Nous avons toutes et tous encore en mémoire la déplorable et humiliante prestation du Président du Conseil européen, Charles Michel, à Ankara, fin avril dernier.
Pour expliquer son absence de réaction à l’attitude grossière de l’hôte turc à l’égard de la Présidente de la Commission, Ursula von der Leyen, privée de fauteuil, le responsable de l’UE se justifia en des termes révélateurs : « Tout en percevant le caractère regrettable de la situation, nous avons choisi de ne pas l’aggraver par un incident public ». C’est que la mission de l’UE auprès du maître de la Turquie visait -par delà les critiques d’usage- à favoriser une réconciliation qu’avait dûment préparée, lors d’un précédent voyage, la Chancelière allemande, soucieuse d’obtenir du tyran du Bosphore le renouvellement du pacte migratoire entre les deux parties. 

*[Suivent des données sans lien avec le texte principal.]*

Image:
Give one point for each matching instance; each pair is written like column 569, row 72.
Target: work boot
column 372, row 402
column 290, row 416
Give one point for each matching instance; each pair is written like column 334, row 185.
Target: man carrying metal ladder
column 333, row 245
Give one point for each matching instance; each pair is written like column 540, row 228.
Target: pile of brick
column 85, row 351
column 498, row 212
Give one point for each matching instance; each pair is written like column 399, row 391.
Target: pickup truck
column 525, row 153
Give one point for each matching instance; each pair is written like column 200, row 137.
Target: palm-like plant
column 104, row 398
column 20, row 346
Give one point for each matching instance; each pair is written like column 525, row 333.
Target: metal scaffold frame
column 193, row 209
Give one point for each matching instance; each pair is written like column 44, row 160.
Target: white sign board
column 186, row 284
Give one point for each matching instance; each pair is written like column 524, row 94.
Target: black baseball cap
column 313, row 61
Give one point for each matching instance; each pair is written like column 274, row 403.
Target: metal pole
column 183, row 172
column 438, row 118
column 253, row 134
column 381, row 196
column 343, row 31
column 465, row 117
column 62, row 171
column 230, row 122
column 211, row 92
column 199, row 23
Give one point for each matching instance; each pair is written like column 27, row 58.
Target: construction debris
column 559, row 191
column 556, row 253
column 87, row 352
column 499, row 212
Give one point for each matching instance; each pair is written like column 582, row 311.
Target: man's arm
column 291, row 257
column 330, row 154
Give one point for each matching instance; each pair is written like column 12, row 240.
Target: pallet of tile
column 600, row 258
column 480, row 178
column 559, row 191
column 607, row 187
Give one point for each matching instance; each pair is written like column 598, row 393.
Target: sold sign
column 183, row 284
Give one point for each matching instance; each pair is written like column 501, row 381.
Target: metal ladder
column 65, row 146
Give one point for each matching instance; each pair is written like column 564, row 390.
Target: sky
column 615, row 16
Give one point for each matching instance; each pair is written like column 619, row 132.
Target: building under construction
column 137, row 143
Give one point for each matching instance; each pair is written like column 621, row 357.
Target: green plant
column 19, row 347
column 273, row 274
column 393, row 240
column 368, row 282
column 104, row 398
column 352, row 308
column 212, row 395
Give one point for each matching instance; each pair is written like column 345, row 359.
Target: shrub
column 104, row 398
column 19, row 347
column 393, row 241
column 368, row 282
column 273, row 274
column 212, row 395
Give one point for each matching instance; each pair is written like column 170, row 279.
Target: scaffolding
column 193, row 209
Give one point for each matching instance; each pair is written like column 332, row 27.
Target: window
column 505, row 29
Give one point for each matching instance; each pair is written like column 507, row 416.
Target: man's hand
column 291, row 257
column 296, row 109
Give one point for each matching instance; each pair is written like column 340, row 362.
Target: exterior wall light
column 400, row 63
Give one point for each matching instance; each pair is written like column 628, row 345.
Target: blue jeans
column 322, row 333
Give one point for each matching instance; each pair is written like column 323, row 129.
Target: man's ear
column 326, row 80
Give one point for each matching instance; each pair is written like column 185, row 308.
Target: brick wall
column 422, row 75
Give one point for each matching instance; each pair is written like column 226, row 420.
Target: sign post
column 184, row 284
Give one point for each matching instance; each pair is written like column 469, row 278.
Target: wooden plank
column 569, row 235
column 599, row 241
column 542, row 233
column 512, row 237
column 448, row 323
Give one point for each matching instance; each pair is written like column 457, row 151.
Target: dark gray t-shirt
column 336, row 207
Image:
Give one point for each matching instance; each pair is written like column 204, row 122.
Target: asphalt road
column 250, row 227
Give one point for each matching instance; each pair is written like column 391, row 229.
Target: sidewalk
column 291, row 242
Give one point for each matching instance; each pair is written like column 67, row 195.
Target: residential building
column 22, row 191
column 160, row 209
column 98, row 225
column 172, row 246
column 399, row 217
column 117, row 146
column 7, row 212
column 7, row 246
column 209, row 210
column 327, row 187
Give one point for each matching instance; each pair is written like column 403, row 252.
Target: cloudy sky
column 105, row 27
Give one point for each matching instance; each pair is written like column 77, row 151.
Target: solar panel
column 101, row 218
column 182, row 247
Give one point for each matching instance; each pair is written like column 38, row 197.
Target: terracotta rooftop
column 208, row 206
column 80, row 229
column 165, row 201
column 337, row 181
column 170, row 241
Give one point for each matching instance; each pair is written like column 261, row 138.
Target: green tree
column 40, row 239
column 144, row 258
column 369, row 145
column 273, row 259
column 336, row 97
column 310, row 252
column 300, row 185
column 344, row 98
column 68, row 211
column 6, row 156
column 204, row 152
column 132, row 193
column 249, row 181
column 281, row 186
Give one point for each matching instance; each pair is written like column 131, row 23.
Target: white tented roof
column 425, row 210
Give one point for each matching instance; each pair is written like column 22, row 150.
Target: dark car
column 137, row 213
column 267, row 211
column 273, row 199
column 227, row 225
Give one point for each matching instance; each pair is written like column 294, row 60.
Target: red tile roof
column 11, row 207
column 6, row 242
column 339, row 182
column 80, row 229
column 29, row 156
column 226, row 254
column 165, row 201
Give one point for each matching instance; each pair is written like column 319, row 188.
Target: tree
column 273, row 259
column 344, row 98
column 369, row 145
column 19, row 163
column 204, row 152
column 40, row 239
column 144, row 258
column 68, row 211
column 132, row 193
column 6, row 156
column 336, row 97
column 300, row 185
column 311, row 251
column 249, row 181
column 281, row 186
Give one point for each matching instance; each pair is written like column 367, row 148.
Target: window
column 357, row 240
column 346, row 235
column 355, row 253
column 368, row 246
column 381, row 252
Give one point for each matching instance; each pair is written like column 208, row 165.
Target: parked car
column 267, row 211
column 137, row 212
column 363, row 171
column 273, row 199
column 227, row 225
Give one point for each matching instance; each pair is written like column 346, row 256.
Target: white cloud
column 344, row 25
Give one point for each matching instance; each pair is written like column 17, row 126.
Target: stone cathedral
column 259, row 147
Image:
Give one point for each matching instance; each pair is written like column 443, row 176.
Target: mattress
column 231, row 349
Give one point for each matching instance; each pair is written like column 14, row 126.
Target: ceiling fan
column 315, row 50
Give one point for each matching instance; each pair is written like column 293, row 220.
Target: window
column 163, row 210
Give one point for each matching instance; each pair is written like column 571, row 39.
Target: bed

La semaine dernière, ce fut au tour de la majorité des députés européens de miner le relativement bon rapport annuel portant sur l’état des relations entre l’UE et la Turquie en y insérant des passages proprement scandaleux. Le rapport qui vient d’être adopté a, globalement, une tonalité nettement critique à l’égard d’Ankara.
En fustigeant tant le « recul de la démocratie à l’intérieur du pays » que les « manœuvres agressives de politique étrangère » de ce pouvoir; en invitant l’UE à « donner la priorité à la dynamique société turque et à ses efforts en faveur de la démocratie »; en mettant en lumière la politique « impitoyable et systématique qui s’applique à toute activité critique comme le militantisme politique pacifique (des) Kurdes et (des) Alévis, (ou)  les manifestations organisées par d’anciens travailleurs du secteur public et des militants des droits des femmes et des personnes LGBTI ainsi que des victimes de l’état d’urgence, voire même à des événements qui ont eu lieu avant la tentative de coup d’Etat, tels que les manifestations de Gezi »; en proposant à l’UE et aux Etats membres d’inscrire « le mouvement raciste d’extrême-droite (…)dit  Loups gris » sur la liste des organisations terroristes; en condamnant fermement la répression du parti progressiste HDP et la mise en détention de ses élus et de ses dirigeants, notamment Selahattin Demirtas et Figen Yüksekdag; en condamnant « fermement la décision du gouvernement turc de se retirer de la convention d’Istambul » ou en encourageant celui-ci à reconnaître le génocide arménien, etc…, le Parlement européen a, en quelque sorte, sauvé l’honneur de l’UE.
Malheureusement, il a, à son tour, entaché la clarté de ses positions en osant saluer dans la Turquie d’Erdogan « un partenaire essentiel pour la stabilité de la région » -Les Chypriotes et les Grecs apprécieront !- et un « allié » avec lequel « les Etats membres de l’Union continuent de coopérer sur des questions d’importance stratégique dans le cadre de l’OTAN »…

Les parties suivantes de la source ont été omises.